When I see the Department of Justice for example, where $8 trillion is stolen from the American public, and we then have the president telling us, ‘Well we’re going to do something about Wall Street,’ and then nothing happens. Not one of them go to prison. You have a sense of vengeance that really, it never really, it’s a sense of anger and a sense of vengeance that you carry with you in the courtroom sometimes because you know a lot of, a lot of that justice depends on how good you are and it depends on what’s the story that you’re able to tell.
Yeah, there is some element of vengeance. It certainly doesn’t manifest itself as it does in this book. I don’t know any stories that have taken vengeance that far. But there’s always that element of vengeance when you understand you’re working in the justice system that sometimes is totally upside down, where some thug on Wall Street can steal $8 trillion and not go to prison but some character out on the streets selling an ounce of marijuana can go to prison for three years. There’s problems with the justice system. I explore that an awful lot in all of the books that I write.
John Clemens: Do you see yourself as Atticus Finch?
Mike Papantonio: I wish I could. Atticus Finch influenced me tremendously as an attorney, and it’s influenced my life as an attorney. I think I’ve always … The thing that attracted me about Atticus Finch was his willingness to take on the plight of the underdog. It’s so easy to come out of law school, John, and somebody says to you, ‘Well look I’m going to offer you a salary of a couple of hundred thousand dollars. Come out here to LA, New York, Chicago. Work for a big corporate defense firm and you’re going to make a lot of money.’
At some point you have to say, what you’re doing with your hands, does that line up with what you feel in your heart and know in your mind? I think Atticus Finch did that. Atticus Finch was a small town attorney who by the way was actually based on a composite of some real small town attorneys up around Monroeville, Alabama. I’ve always been impressed with that notion of how you should lawyer, how what you do in the courtroom should be how you live your life with your family. That it’s not two separate, it’s not two separate hats. It’s a continuum.
What you do in your private life should have an impact on what you do as an attorney. I think that had a big impact on me when I first discovered Atticus Finch, “To Kill A Mockingbird.” I actually wrote a book about it. It was called, “In Search of Atticus Finch.” It was really more of a niche book for lawyers. It was how to improve the quality of your life and still be a good lawyer.
John Clemens: Tell us about your desire, and what a reader will take away when they close the last page of “Law and Vengeance.”

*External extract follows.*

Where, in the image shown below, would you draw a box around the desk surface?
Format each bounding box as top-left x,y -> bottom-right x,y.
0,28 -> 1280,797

Mike Papantonio: I think, one thing I hope they take away is that to ask more, and question more. That means that we’re sold something every day. We’re sold this notion that corporate America’s on our side, that if they made a new pill, the pill’s going to be great. They tell us that if they’re not going to pollute our waterway because they have some special process that won’t pollute our waterway, and we find out that they do. We hear from the weapons industry that they do things above board.

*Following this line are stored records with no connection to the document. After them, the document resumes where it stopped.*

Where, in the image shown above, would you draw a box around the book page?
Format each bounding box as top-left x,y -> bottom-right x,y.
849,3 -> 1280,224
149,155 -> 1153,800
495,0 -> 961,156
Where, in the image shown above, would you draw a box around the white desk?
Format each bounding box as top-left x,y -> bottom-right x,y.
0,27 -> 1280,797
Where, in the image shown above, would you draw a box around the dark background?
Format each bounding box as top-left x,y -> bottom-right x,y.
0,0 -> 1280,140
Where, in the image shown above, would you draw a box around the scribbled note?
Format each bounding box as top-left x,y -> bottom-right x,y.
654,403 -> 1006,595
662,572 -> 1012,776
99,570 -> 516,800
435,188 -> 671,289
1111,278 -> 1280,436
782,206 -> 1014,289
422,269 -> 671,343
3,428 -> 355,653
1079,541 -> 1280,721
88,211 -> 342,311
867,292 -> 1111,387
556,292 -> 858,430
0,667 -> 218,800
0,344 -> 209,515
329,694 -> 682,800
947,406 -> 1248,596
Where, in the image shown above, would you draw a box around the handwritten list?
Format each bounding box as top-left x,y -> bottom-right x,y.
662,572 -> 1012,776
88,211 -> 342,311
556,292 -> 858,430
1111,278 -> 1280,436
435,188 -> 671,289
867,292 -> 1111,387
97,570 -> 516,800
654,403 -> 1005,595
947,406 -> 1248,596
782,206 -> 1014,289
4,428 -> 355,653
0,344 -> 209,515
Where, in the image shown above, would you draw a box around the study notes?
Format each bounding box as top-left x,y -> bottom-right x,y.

It’s, there’s some element of cynicism to it John, and the cynicism comes really from having firsthand experience and seeing it. I hope when somebody reads my books, whether it’s “Law and Disorder”, “Law and Vengeance”, or the next two coming out, I hope that they understand that what I’m really trying to say is question more. Ask more questions about what you believe is the acceptable norm, and I think you’re going to be surprised.